According to Ramesh, the study was made possible thanks to a decision the SEC made several years ago. The commission stores the reports submitted by public companies in an online database called EDGAR and records the IP address of any party that accesses them. More than a decade ago, the SEC began making partially anonymized forms of those IP addresses available to the public. But researchers eventually figured out how to deanonymize the addresses, which is precisely what Ramesh and his colleagues did in this study.

"We were able to reverse engineer and identify those IP addresses that belonged to Federal Reserve staff," Ramesh says.

The team ultimately assembled a data set containing more than 169,000 filings accessed by Fed staff between 2005 and 2015. They quickly realized that the Fed was interested only in filings submitted by a select group of industry leaders and financial institutions.

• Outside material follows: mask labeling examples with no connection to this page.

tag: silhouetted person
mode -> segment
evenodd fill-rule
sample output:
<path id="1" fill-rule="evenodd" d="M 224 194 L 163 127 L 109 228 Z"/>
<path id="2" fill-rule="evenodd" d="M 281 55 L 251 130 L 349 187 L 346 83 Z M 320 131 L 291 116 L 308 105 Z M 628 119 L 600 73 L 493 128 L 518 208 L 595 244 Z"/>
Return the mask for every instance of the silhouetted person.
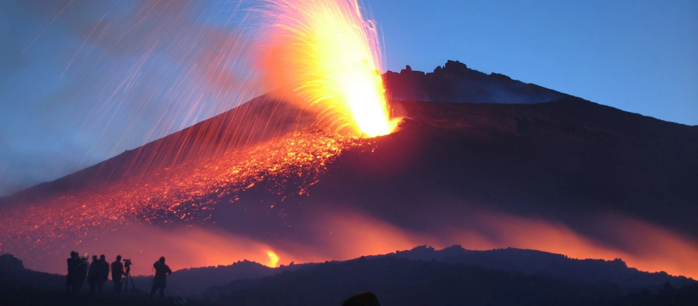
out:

But if Ramesh and his colleagues now had a better idea of precisely which bellwether firms the Fed focused on, they still had no way of knowing exactly what Fed staffers had gleaned from the material they accessed. So the team decided to employ a measure called "tone" that captures the overall sentiment of a piece of text – whether positive, negative, or neutral.

Building on previous research that had identified a set of words with negatively toned financial reports, Ramesh and his colleagues examined the tone of all the SEC filings accessed by Fed staff between one meeting of the Federal Open Markets Committee (FOMC) and the next. The FOMC sets interest rates and guides monetary policy, and its meetings provide an opportunity for Fed officials to discuss growth forecasts and announce policy decisions.

The researchers then examined the Fed's growth forecasts to see if there was a relationship between the tone of the documents that Fed staff examined in the period between FOMC meetings and the forecasts they produced in advance of those meetings.

The team found close correlations between the tone of the reports accessed by the Fed and the agency’s forecasts of GDP, unemployment, housing starts and industrial production. The more negative the filings accessed prior to an FOMC meeting, for example, the gloomier the GDP forecast; the more positive the filings, the brighter the unemployment forecast.

Ramesh and his colleagues also compared the Fed's forecasts with those of the Society of Professional Forecasters (SPF), whose members span academia and industry. Intriguingly, the researchers found that while the errors in the SPF's forecasts could be attributed to the absence of the tonal information culled from the SEC filings, the errors in the Fed’s forecasts could not. This suggests both that the Fed was collecting qualitative information that the SPF was not—and that the agency was making remarkably efficient use of it.

"They weren’t leaving anything on the table," Ramesh says.

Having solved one mystery, Ramesh would like to focus on another; namely, how does the Fed identify bellwether firms in the first place?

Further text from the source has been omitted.